Tips to Support Families

Involving families in teaching and practicing SEL is an important way to strengthen students’ social and emotional skills. Encourage families to continue SEL instruction at home. Here’s how:

  • Help families understand the importance of SEL. Make sure your students’ families know what SEL is and why it’s important. Share our our SEL FAQ with parents and make sure they understand that SEL can help students:
    • Stay focused and engaged in learning
    • Work through emotions like stress, fear, anxiety, and trauma
    • Remain connected with educators and peers
    • Achieve academic success
  •  Share SEL resources families can use at home.

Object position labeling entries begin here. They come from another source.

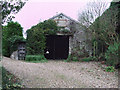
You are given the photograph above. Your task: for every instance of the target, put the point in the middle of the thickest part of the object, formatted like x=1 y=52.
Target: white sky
x=35 y=11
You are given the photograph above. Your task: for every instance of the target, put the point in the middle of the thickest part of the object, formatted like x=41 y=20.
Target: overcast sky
x=35 y=11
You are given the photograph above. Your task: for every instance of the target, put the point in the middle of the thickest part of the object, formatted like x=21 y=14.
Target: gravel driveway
x=60 y=74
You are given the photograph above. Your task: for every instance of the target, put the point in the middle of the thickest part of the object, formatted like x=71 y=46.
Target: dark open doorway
x=57 y=47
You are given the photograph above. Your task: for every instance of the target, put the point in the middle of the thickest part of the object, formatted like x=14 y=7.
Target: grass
x=9 y=81
x=41 y=61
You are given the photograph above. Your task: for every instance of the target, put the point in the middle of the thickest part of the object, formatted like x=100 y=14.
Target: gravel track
x=60 y=74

A great resource for families to learn about SEL and start building their children’s social-emotional skills is our Parent Portal. We’ve recently refreshed this portal to make it even easier for parents to access resources such as:
    • SEL basics Informal conversation scripts about SEL
    • A description of the importance of collecting students’ SEL data
    • Free SEL Growth Strategies
  •  Use Aperture Education’s free Growth Strategies. Another SEL resource you can share with parents and families are these free Growth Strategies. These resources are easy-to-use and will help students improve their social and emotional skills.

These past couple of years have been challenging, to say the least. But fostering social and emotional skills in your students and yourself will help to carry you through tough times. We at Aperture Education wish to thank all the educators who are working so hard to support students and families!